Si raccontano storie per esorcizzare la realtà. Per essere preparati, in un certo senso, alle tragedie di cui presumibilmente, prima o poi, questa esistenza ti omaggerà.

L’immersione in questo mondo parallelo è piacevolissima. Si incrociano persone romantiche con orizzonti color pastello che rincorrono citazioni di Flaubert piuttosto che di Carver. Ma anche personaggi a tinte forti, immersi nella realtà, anch’essa parallela, dei social, dove gli slogan si urlano e dove la realtà si contrasta a suon di immagini e aforismi.

E’ una sorta di fuga da una luce troppo nitida, per addentrarsi nei crepuscoli letterari, infiltrarsi in concetti, giocare con le parole, perdersi nelle oniriche rappresentazioni di poeti trapassati.
Bravi i docenti.

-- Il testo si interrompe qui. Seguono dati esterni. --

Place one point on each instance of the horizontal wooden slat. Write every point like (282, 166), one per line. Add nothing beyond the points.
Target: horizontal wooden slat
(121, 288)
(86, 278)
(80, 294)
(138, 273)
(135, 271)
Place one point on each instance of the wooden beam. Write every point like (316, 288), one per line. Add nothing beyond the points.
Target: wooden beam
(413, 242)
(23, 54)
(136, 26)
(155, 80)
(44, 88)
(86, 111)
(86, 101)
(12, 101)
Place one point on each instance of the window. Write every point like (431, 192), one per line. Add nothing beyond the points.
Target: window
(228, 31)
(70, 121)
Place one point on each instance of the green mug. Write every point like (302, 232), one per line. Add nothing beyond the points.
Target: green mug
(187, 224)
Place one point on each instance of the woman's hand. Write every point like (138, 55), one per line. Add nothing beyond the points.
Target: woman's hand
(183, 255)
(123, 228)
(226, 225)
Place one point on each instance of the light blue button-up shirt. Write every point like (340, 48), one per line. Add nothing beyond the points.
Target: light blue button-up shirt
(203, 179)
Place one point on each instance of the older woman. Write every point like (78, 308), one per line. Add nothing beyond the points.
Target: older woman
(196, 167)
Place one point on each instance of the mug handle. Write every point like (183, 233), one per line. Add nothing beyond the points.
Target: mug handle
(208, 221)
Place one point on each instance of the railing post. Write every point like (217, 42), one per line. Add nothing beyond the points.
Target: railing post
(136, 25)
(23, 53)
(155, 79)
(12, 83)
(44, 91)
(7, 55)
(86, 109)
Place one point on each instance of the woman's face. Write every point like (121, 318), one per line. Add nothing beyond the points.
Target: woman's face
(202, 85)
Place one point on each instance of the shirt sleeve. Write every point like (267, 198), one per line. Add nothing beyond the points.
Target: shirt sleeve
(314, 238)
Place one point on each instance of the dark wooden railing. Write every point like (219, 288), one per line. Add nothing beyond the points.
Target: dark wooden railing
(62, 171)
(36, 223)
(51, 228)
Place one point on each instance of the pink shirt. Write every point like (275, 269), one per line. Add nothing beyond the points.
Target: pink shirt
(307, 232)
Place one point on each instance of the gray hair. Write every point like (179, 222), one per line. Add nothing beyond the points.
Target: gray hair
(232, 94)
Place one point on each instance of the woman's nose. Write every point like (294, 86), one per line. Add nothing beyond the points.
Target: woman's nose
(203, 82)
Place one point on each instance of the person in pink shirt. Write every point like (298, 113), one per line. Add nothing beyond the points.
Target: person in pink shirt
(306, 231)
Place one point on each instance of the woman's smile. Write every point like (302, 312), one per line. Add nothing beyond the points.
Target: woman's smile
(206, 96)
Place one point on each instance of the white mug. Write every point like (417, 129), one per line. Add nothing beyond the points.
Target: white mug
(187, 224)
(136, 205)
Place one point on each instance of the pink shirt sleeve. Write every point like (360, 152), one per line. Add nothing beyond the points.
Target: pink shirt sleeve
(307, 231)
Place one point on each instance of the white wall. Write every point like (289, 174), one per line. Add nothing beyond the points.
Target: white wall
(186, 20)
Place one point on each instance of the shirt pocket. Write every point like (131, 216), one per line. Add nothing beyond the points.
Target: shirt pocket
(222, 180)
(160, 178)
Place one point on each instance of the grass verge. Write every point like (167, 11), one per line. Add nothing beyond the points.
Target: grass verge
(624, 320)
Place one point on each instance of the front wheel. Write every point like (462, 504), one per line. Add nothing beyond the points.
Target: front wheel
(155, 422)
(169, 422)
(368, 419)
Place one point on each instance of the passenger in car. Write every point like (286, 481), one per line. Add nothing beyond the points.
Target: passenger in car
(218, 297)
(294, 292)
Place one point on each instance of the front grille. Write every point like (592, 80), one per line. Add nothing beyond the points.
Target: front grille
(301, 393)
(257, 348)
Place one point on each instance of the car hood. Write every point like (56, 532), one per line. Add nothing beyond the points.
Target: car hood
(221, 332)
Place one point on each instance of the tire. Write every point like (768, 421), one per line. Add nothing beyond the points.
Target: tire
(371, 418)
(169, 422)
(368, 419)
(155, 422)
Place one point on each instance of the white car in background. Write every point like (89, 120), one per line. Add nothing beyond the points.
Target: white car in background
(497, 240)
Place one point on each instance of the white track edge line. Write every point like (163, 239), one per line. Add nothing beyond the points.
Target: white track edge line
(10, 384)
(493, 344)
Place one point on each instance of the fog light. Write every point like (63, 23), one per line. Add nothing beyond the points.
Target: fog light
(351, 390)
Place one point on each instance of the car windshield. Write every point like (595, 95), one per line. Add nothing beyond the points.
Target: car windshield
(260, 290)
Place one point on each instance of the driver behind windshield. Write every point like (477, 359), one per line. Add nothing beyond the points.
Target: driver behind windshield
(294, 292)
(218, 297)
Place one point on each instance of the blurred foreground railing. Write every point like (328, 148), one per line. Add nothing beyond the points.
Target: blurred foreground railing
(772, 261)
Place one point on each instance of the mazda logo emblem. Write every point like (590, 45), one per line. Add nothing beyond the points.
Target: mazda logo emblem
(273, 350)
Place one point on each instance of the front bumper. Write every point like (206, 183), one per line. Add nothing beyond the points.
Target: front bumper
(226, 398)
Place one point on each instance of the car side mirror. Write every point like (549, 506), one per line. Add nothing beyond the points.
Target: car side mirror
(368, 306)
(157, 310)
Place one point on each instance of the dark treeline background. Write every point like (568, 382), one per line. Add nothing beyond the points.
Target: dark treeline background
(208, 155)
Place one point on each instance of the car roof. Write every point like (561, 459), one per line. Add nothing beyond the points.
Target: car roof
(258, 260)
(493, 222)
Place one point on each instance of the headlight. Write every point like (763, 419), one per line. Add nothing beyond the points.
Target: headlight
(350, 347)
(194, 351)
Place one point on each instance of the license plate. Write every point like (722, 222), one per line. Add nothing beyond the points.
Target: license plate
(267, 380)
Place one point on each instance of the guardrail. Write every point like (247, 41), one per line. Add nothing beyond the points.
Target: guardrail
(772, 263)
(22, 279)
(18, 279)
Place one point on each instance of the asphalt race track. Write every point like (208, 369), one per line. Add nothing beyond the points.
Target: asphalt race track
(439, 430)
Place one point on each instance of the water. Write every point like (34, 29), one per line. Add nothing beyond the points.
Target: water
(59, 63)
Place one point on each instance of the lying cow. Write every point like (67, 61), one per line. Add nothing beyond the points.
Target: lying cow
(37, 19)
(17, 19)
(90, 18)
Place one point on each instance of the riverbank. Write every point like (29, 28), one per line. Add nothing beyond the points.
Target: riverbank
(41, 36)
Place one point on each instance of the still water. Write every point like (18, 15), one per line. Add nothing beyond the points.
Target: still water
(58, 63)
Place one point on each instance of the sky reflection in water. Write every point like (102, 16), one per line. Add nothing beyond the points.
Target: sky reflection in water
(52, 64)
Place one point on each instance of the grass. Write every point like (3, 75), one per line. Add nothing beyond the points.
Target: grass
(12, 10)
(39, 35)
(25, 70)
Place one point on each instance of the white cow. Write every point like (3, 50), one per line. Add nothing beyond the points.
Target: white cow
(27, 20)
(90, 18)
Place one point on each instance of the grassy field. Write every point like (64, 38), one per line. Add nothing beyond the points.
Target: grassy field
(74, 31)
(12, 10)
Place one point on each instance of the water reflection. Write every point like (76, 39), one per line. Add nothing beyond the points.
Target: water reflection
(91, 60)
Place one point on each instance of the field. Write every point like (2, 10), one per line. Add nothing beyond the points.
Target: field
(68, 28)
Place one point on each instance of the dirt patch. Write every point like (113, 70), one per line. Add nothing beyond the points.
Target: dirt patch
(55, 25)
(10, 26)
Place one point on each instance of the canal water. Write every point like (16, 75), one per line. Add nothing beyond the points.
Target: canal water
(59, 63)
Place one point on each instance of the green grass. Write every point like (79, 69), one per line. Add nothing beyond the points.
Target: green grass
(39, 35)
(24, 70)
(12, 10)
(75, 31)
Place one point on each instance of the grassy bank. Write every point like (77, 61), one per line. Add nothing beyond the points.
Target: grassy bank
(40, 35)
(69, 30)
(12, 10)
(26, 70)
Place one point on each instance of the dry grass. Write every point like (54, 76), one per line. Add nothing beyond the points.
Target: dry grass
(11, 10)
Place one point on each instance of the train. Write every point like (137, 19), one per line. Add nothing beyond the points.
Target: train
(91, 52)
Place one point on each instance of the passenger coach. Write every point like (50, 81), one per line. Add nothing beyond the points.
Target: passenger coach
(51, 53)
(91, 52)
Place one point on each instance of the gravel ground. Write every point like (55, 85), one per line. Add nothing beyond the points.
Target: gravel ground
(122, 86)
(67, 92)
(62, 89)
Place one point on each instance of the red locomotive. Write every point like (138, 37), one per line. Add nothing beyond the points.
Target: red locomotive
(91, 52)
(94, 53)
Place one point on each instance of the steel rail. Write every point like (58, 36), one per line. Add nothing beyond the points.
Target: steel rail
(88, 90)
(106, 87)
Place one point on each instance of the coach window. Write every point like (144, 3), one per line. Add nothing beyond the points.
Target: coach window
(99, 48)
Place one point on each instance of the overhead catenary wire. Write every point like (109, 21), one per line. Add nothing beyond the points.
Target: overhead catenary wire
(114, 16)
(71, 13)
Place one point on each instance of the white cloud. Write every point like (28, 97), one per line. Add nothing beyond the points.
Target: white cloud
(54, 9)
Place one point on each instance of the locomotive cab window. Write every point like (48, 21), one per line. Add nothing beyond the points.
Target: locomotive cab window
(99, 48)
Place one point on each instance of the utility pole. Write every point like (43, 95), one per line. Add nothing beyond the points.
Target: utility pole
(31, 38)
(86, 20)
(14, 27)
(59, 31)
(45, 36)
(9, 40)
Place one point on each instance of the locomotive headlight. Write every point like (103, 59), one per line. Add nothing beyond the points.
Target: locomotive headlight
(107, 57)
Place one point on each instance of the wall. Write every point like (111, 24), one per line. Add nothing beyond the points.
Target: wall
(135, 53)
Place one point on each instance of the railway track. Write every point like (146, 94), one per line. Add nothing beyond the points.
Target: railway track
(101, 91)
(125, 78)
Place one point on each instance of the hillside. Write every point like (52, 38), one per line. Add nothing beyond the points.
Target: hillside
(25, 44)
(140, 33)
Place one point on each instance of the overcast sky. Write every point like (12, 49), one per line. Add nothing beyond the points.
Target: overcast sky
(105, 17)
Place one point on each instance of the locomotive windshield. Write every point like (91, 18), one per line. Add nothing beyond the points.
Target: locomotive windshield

A volte più psicologi che tecnici. Perché cavar fuori l’artista che dovrebbe esserci potenzialmente in ognuno di noi, non è una passeggiata.

Affascinante la location dell’Arsenale.
Costare, costa…il corso intendo. Ma i sogni che meritano si fanno pagare. Bisognerebbe solo che si avverassero un po’ più frequentemente.